One of the professors in Serena Golden’s story on online courses from StraighterLine declared
“I don’t think online is really teaching, to be quite honest with you”I think this sentiment more than anything else gets to the heart of the controversy concerning higher education’s future. Until recently, I thought that online education was a new development with new controversies, but I was wrong.
As Brad DeLong reminds us, Socrates didn’t think books could do as good of a job of providing an education as “discussion and apprenticeship to an excellent thinker.” He was right of course. But that was beside the point. There are simply not enough great thinkers for that model to provide education to enough people.
In contrast, Plato acknowledged the superiority of the discussion and apprenticeship model, but saw the potential of the written word to spread ideas to a much greater audience and across much greater stretches of time then a single mentor ever could.

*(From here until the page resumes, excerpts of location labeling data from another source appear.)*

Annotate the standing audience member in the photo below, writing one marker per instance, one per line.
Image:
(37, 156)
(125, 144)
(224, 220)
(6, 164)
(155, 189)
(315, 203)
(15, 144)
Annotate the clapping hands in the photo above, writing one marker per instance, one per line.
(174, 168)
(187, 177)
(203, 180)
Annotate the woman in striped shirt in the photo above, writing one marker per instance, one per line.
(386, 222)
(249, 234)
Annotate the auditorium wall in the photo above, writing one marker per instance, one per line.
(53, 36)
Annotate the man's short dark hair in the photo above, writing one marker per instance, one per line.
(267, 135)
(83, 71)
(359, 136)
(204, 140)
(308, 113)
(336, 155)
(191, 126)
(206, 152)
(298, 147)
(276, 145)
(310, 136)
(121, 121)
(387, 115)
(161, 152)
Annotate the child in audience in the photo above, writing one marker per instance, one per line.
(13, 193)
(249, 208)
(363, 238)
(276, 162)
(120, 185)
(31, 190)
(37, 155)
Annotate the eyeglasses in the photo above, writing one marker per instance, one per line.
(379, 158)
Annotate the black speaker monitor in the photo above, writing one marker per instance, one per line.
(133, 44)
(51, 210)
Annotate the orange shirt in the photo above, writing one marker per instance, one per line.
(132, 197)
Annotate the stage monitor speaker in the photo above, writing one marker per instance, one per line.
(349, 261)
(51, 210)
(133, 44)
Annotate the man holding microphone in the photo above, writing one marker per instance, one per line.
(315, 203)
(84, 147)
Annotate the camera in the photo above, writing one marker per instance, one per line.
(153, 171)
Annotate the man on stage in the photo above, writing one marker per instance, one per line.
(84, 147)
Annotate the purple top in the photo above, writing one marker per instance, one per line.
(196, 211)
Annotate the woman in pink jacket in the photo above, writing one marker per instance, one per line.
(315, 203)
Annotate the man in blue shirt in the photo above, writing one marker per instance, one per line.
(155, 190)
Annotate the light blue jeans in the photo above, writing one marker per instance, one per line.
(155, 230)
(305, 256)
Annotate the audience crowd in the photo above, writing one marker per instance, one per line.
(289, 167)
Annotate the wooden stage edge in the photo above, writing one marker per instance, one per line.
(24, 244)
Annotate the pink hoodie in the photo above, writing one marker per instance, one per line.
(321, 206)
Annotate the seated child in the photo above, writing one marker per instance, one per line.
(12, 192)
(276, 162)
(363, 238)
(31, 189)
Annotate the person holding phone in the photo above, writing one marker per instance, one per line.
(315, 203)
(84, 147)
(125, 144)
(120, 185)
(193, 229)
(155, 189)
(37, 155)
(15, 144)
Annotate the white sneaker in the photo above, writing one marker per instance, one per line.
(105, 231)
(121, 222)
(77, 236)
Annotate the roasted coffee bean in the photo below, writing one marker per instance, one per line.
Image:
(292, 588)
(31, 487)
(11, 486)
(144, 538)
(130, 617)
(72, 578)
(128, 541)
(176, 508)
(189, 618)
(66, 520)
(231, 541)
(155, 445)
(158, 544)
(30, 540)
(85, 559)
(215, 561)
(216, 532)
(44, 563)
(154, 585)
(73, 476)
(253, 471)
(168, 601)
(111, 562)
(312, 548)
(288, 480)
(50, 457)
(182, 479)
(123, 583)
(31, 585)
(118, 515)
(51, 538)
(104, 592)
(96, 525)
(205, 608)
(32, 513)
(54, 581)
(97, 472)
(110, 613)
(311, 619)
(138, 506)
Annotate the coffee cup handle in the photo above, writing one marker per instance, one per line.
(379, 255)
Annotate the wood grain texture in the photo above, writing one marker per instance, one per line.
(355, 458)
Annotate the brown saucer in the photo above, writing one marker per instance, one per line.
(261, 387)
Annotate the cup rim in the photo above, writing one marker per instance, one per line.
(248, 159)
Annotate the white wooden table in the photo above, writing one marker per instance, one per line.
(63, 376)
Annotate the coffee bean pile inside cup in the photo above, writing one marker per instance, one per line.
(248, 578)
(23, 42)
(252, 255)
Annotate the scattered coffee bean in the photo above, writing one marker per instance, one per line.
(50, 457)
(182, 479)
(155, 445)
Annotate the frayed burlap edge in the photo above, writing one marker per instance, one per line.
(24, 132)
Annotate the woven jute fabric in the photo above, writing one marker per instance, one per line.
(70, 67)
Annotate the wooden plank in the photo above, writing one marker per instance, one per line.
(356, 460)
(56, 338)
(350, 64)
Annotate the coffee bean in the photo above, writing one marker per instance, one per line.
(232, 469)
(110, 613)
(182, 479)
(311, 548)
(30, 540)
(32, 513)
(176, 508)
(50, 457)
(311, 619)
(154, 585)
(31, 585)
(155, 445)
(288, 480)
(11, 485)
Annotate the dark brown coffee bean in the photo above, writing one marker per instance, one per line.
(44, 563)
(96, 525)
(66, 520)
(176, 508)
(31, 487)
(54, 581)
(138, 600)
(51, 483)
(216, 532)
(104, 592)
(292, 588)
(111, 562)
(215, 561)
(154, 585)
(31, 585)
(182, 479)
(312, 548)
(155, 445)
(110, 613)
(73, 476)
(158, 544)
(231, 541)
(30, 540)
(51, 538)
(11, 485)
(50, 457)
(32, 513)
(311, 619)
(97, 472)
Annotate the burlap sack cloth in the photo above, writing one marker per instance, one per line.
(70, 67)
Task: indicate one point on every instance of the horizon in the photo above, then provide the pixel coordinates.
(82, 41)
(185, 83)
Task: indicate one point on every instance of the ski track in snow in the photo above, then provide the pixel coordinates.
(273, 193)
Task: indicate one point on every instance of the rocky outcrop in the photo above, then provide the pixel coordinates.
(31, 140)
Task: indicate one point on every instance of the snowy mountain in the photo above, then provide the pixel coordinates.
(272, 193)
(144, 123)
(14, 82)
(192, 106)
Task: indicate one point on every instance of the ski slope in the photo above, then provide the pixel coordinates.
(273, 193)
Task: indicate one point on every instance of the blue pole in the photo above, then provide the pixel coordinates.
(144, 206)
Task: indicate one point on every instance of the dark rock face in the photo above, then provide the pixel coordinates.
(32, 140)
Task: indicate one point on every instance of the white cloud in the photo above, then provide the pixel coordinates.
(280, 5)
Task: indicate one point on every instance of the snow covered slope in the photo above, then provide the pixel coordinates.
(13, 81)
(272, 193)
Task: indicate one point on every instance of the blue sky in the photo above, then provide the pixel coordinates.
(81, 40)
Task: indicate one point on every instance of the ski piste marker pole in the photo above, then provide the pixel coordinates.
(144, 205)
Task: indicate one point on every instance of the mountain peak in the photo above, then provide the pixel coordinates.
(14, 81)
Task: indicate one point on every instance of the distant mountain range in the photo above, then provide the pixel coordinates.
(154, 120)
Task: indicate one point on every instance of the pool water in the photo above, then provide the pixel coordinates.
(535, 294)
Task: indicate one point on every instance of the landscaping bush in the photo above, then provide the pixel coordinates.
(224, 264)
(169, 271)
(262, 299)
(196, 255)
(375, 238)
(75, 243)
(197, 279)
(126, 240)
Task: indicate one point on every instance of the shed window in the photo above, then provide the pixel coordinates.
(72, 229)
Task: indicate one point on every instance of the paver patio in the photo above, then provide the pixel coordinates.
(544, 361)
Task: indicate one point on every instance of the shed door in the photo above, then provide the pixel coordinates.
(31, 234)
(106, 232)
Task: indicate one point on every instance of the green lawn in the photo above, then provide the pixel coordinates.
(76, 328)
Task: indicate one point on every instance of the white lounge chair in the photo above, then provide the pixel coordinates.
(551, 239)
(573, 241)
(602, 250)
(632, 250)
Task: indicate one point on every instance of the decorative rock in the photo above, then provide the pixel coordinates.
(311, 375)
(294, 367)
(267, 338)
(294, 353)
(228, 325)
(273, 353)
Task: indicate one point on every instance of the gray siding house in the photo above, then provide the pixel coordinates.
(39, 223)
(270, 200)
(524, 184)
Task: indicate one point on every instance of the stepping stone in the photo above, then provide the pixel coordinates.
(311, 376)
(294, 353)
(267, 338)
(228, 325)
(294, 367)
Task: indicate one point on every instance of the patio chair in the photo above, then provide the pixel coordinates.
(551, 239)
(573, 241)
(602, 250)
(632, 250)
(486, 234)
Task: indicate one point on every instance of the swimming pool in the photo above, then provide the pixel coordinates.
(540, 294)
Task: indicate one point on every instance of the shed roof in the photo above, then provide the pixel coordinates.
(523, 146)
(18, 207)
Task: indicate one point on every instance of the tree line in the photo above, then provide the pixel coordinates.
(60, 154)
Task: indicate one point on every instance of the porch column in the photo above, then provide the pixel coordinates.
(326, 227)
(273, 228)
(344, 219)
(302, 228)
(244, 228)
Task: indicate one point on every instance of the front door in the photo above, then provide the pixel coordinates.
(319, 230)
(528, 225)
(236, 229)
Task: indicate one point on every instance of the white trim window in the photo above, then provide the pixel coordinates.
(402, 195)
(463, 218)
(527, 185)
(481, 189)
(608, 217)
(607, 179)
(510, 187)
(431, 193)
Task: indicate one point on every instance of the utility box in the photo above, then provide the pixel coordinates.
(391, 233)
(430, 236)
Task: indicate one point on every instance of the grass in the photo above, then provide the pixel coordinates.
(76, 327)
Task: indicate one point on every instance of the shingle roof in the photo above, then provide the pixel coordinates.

He too was right.
Many professors take the Socratic stance with regard to online courses (though notably not for books). But this is the wrong way to look at the issue. To use a beautiful quote from Michael Hammer and James Champy out of context
“The fundamental error that most [professors] commit when they look at technology is to view it through the lens of their [existing] processes… the real power of technology is not that it can make the old processes work better, but that it enables organizations to break old rules and create new ways of working.”What Plato did with books, Burck Smith and others like Salmon Khan are doing with the internet. The book revolutionized the provision of education. The internet will too.